Chapter 41

FORTY-ONE

ELAINA

Elaina paced the length of her room, nervous energy driving her steps.

Why the hell did she even bother talking to Cyan? The repairs were a necessity, that much she knew. But the conversation? It had only made everything worse. She had no intention of staying on Earendel, and definitely not for him. And now she’d been stewing for sols, wondering what the dead drift happened to him out there. Why he was even back here.

And something was coming.

She didn’t know what it was. Or when it would get here. But she could feel its approach, sure as the sandstone.

She swore as the lights went out, a rapid fade plunging her into darkness. In the silence that followed, Elaina became acutely aware of something else missing—the faint hum of the solar batteries had vanished. Everything was dead.

Elaina peeked through the horizontal slats of her window. Streetlights still cast cool glows on the sandstone asphalt, and some of the windows in the neighboring houses were still lit from the inside. It was only her .

It’s here.

She shuddered and looked out to the dark sky, where a storm brewed in the distance. The charge in the air made her skin prickle. It was the same feeling that had lingered the night Cyan showed up again, standing on her doorstep like a ghost from a past she’d been trying to bury.

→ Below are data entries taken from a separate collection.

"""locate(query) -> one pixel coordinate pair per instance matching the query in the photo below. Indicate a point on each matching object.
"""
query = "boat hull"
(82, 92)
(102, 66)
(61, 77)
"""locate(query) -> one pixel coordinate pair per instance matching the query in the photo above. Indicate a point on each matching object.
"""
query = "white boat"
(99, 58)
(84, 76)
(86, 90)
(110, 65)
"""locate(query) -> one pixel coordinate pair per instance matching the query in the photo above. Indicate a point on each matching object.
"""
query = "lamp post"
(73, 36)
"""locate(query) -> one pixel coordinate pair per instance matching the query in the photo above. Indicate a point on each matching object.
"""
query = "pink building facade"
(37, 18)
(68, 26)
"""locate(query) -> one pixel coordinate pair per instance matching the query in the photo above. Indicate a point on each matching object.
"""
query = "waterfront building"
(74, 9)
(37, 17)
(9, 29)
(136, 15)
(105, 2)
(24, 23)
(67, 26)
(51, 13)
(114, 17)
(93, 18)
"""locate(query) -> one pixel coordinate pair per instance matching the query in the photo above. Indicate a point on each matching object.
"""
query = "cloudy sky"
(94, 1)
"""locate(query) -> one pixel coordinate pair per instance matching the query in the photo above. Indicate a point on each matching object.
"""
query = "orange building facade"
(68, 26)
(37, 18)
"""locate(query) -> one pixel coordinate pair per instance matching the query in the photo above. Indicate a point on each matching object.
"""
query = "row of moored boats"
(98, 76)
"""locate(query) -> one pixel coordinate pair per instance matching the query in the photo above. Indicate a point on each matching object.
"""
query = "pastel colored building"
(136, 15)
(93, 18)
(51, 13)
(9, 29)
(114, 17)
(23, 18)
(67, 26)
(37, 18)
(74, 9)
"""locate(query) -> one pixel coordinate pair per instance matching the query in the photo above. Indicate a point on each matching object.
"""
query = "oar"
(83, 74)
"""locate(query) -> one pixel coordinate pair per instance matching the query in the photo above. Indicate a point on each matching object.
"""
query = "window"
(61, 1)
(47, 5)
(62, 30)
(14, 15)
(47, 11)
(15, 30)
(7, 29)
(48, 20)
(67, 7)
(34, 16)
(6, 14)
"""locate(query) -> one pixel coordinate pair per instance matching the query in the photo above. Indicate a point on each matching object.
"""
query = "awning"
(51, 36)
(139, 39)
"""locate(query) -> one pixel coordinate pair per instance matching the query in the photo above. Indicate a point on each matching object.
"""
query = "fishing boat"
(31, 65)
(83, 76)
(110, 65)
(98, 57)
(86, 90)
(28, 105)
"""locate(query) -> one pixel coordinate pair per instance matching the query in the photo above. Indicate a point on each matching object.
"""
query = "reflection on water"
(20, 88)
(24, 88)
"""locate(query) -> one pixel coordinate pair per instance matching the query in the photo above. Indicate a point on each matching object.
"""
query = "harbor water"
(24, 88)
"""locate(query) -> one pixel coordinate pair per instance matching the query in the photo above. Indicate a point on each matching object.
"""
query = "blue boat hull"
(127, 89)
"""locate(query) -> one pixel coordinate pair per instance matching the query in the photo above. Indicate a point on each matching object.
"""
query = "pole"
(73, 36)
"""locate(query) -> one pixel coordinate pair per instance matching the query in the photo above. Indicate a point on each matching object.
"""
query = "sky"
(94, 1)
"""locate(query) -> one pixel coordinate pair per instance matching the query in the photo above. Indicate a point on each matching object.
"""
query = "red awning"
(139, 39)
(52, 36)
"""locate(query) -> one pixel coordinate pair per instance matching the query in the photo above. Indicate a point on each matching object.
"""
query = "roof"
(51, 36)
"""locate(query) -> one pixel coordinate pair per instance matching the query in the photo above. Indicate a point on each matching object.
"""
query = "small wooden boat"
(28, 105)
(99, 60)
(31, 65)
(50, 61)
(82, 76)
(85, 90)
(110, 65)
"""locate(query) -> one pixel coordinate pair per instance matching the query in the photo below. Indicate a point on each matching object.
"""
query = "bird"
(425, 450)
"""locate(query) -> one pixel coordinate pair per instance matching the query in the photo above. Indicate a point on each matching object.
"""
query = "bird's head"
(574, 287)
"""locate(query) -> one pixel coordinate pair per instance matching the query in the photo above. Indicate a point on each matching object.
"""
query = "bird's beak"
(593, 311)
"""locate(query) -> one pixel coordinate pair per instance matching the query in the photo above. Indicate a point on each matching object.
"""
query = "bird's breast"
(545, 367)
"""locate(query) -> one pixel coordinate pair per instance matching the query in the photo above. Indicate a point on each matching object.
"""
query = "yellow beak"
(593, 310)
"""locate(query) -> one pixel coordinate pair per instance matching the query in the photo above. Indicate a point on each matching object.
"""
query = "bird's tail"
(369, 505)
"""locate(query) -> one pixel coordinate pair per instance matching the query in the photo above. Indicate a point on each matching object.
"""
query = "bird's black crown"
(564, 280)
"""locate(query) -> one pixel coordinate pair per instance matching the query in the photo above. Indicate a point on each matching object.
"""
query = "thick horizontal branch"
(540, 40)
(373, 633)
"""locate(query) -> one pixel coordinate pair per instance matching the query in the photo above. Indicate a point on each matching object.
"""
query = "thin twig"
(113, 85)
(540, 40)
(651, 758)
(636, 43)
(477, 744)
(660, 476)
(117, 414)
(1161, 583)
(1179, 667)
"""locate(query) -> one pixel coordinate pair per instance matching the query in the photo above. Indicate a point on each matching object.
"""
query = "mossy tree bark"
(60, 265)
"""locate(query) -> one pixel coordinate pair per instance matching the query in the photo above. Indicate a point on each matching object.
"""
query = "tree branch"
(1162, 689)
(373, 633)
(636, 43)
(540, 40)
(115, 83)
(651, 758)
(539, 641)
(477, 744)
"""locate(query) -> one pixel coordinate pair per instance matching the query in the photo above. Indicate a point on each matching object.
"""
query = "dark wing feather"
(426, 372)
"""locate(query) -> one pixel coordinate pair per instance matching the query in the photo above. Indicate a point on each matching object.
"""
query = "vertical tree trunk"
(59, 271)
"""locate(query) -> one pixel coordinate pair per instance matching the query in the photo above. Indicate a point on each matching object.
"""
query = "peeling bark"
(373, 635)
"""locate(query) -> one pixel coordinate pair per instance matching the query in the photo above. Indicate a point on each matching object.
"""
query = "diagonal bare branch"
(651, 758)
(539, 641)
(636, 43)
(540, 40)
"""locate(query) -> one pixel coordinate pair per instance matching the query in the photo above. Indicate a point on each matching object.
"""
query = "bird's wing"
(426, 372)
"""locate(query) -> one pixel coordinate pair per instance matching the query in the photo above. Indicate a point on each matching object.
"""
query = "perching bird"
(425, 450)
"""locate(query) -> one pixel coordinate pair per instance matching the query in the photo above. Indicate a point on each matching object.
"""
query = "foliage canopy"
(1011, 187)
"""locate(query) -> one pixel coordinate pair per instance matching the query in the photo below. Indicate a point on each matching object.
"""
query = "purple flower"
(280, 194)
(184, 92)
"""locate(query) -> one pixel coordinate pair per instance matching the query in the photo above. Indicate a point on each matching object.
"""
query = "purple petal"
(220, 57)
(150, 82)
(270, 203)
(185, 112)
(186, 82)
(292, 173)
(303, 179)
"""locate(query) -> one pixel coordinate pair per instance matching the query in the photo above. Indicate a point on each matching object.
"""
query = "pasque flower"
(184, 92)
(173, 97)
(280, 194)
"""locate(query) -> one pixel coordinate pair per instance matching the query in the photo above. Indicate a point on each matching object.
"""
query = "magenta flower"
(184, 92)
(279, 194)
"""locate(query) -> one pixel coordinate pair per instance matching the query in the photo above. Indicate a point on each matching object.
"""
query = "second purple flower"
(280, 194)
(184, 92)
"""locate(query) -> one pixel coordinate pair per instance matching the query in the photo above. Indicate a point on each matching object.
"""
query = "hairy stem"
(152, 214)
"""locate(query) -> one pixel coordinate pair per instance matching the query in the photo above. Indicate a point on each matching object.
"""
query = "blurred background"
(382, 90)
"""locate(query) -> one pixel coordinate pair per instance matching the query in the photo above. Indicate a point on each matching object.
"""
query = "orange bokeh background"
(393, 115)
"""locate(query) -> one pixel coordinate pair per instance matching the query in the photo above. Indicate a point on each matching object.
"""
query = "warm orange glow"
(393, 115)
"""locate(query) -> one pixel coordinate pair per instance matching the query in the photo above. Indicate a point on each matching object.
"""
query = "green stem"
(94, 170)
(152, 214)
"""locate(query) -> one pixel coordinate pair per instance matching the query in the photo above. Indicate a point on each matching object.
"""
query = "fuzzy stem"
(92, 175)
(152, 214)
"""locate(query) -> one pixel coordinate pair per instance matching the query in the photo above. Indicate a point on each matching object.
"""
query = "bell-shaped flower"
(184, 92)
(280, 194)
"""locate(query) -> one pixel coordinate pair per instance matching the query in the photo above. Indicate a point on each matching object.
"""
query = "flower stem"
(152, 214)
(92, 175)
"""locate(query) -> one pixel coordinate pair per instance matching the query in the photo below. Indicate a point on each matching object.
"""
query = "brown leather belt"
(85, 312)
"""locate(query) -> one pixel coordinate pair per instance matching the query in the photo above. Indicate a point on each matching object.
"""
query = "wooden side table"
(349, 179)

That storm had been building for a long time, she realized. It just never seemed to reach its destination, as though the universe were holding its breath.

Any other time, Elaina would have climbed up on the roof and patched the batteries herself. It’d have been a piece of cake.

Now she would probably going to blow them up if she tried.

She squeezed her eyes shut, permitting herself a single frustrated growl. She’d never felt so fucking helpless.

She turned to the door before the pounding actually came.

She knew who it was.

Cyan looked older. Lines were etched between his brows, beneath his eyes, across his downturned mouth. Priad stood still at his side, glowing orbs tracking her as his master hesitated on the threshold.

Elaina stepped aside, and Cyan entered slowly, each step heavy with invisible burden.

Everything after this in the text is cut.